What do people in the board of developers gain? Permalink to "What do people in the board of developers gain?"

  • Write access to the main repository, and to most of the projects under the JHipster organization.
  • Costs associated with the project (for example travel costs to come to a JHipster conference) can be paid by our OpenCollective account. This depends on the money available on the account, and this is decided and validated by the project leads.
  • Free licenses and free quotas that the project regularly gets from friendly companies.

Who are the “retired members of the board of developers”? Permalink to "Who are the “retired members of the board of developers”?"

JHipster is an Open Source project, we don’t ask anything from our members: they can leave the project or stop contributing at any time. But as members of the board have more rights than other people (including write access to the project), we need them to be active.

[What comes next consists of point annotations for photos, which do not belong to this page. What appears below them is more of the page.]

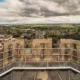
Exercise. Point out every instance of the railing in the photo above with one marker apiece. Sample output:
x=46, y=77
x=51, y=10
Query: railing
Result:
x=40, y=57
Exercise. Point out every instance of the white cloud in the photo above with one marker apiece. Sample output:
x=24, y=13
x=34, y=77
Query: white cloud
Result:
x=26, y=11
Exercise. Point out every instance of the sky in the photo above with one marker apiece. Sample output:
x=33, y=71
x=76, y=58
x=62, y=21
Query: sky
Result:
x=39, y=11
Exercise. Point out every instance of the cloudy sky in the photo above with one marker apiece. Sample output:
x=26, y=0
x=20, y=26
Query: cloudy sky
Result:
x=39, y=11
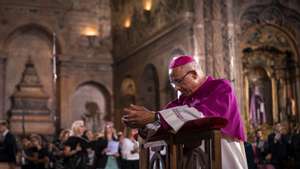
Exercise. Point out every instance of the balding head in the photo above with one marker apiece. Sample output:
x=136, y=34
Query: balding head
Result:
x=185, y=74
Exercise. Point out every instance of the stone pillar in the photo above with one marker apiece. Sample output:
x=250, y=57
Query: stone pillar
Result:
x=297, y=96
x=274, y=99
x=2, y=88
x=64, y=87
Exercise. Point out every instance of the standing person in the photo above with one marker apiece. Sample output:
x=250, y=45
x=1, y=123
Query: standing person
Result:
x=209, y=97
x=130, y=150
x=112, y=149
x=277, y=147
x=8, y=147
x=38, y=156
x=76, y=156
x=100, y=152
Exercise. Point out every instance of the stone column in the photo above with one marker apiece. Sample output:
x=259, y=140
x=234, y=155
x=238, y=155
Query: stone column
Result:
x=297, y=74
x=274, y=99
x=2, y=88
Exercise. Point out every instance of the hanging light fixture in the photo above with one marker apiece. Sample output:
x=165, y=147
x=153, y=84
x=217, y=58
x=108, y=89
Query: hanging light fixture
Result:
x=127, y=22
x=147, y=5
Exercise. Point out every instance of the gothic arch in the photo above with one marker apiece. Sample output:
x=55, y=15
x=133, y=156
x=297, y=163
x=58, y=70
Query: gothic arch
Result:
x=91, y=92
x=171, y=93
x=268, y=42
x=29, y=27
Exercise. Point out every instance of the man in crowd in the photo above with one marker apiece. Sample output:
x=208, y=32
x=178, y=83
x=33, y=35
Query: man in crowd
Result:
x=203, y=94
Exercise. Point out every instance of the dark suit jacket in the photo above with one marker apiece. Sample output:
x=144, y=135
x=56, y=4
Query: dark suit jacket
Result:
x=8, y=149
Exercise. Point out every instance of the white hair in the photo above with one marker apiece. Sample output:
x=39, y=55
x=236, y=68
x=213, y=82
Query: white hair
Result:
x=75, y=125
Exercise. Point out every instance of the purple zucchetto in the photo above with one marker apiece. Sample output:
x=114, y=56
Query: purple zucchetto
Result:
x=180, y=60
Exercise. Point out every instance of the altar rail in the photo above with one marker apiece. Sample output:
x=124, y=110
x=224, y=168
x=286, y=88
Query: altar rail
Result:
x=203, y=132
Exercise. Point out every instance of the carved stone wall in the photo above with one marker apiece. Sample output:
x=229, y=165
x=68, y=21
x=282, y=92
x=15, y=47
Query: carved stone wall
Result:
x=83, y=31
x=272, y=28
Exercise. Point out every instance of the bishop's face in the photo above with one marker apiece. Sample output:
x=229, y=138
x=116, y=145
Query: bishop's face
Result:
x=183, y=81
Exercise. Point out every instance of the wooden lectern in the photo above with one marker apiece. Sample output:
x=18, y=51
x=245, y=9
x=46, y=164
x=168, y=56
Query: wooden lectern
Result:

Board members will therefore become “retired” if:

  • They tell us they want to leave the project
  • They don’t contribute to the project for 2 years

Contributions are across the entire jhipter and hipster-labs organizations, and include:

  • Commits
  • Comments on issues/PR, responses to mailing list questions, activity on social media (Twitter, Gitter, Stack Overflow, Reddit, etc) related to JHipster
  • Project maintenance (triage, PR reviews & merge, cleanup of issues, releases, project planning)
  • CI/CD
  • Marketing & advocacy (Promoting a JHipster project on social media, conference talks, blogs, books, trainings, etc)

Every year the team leads make a list of “inactive members” and send an official email to ask them if they want to retire. Then 3 cases can happen:

  1. The contributor agrees to retire.
  2. The contributor wants to stay in the team and tries to participate in any capacity possible. If the same person comes up in the inactive list twice in a row (inactive for 2 years) then that person is retired.
  3. The contributor doesn’t reply for 5 weeks, then this person is retired.

“Retired” member can become active members again, if they contribute back to the project and get elected again. They will have an advantage over other contributors, as they already know the team.